After George Soros wrote an op-ed piece in the Wall Street Journal saying his interest in defeating China "goes beyond US national interests," some Chinese media outlets reported the billionaire financier attempted to short sell Hong Kong stocks recently when the market was hit hard by the city's ongoing riots. It is worth considering why Soros is so obsessed with defeating China.   

Soros has played an inconsistent role in the financial market and changing society. He is a financial predator who has been influenced by liberal philosophy and market Darwinism. He has not only shown the greediness typical of Wall Street financial capitalists, but has also played the role of ideology defender. 

He is a profiteer on the equity market. He made a profit attacking UK's currency; he destroyed the value of the Thai baht, triggering the Asian financial crisis; and he profited from the short sale of Japanese yen.

He is also an unorthodox capitalist dreamer. With his great wealth, he spreads US ideologies and values to the world through his Open Society Foundations. The organization allegedly fueled political changes in countries such as Georgia, Ukraine and Kyrgyzstan. It has also attempted to stir up color revolutions in multiple countries. Soros himself, at the same time, is trying to amplify his individual influence in the world political system. 

George Soros does not always see eye-to-eye with US-style capitalism. However, it is still those nations and forces that defy rules made by the West that Soros cannot put up with the most. A strong and growing China is a typical example of what Soros wants to see the least.  

Soros aimed to cause financial panic in Hong Kong before the city returned to the motherland in 1997. Taking his chance, Soros waged an attack that resulted in volatility in Hong Kong's stock and foreign currency markets. With strong backing from the central government, the Hong Kong Special Administrative Region government decided to weigh in and successfully defended the city's financial market.

Now 21 years have passed, and it has been 18 years since China became a member of the WTO. The country has rapidly developed beyond a $10 trillion economy. The change in the power balance between China and major capitalist countries has exceeded Wall Street financial capitalists' expectations.

From their perspective, the US showed China the way onto the world economic stage; They taught Chinese financial practitioners about investment. But in recent years, global economic centers and wealth have been shifting from the US to Asia. Economic growth is more vigorous in China. The center of global wealth allocation and assets-pricing may move from Wall Street to Chinese cities such as Shanghai and Shenzhen in the future.

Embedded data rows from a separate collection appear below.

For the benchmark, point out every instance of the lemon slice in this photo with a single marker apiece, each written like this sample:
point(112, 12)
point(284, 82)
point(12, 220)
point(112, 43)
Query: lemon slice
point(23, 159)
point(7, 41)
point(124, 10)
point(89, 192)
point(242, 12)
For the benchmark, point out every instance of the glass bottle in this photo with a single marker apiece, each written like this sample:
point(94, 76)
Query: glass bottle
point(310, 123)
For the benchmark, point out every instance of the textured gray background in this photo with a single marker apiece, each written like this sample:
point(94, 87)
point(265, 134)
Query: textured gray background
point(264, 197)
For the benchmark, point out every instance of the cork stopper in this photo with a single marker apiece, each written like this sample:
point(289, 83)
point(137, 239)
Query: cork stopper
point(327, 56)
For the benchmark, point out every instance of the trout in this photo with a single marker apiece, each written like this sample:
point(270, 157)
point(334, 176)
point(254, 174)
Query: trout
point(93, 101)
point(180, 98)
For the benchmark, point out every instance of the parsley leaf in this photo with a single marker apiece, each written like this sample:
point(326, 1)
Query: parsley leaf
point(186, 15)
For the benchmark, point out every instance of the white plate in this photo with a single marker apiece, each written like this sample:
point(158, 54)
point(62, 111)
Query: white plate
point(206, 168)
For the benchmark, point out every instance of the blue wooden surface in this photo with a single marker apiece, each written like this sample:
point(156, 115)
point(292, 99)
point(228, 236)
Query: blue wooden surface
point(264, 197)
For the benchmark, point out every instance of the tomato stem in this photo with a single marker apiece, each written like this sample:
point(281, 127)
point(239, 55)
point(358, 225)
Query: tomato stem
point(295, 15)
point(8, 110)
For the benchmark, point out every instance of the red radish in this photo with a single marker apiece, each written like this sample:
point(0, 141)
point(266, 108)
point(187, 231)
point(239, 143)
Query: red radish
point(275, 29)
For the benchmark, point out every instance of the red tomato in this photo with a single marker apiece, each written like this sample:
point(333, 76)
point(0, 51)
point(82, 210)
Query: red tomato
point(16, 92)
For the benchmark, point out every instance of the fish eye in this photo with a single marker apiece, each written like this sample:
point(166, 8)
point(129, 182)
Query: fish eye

China is actively constructing and improving both regional and global trade and investment rules. International endeavors such as the Belt and Road Initiative, the Asian Infrastructure Investment Bank and the New Development Bank have continued to grow. China is challenging US-led financial and trade mechanisms. It is not accepted by profiteers like Soros who have a sense of superiority.

Soros and his ilk are astonished by China's improvements in trade volume, rule adoption, global value chain position, industry competitiveness and comprehensive national strength after joining the WTO. They believe that the "China path," which is rooted in Chinese history, culture and institutions, will become a vital force that will undermine current global order if left unchecked. This situation will be like a fishbone stuck in the throat for the Western world. 

Slowing down the pace of China's rejuvenation, by creating unrest in Hong Kong or instigating color revolutions, has become the goal of speculators like Soros. But the world's economic and financial development since the beginning of the 21st century has proven that no force can short sell China, nor can any force hinder its march toward the revitalization of the Chinese nation. 

The author is dean of the School of Economics & Finance at Shanghai International Studies University.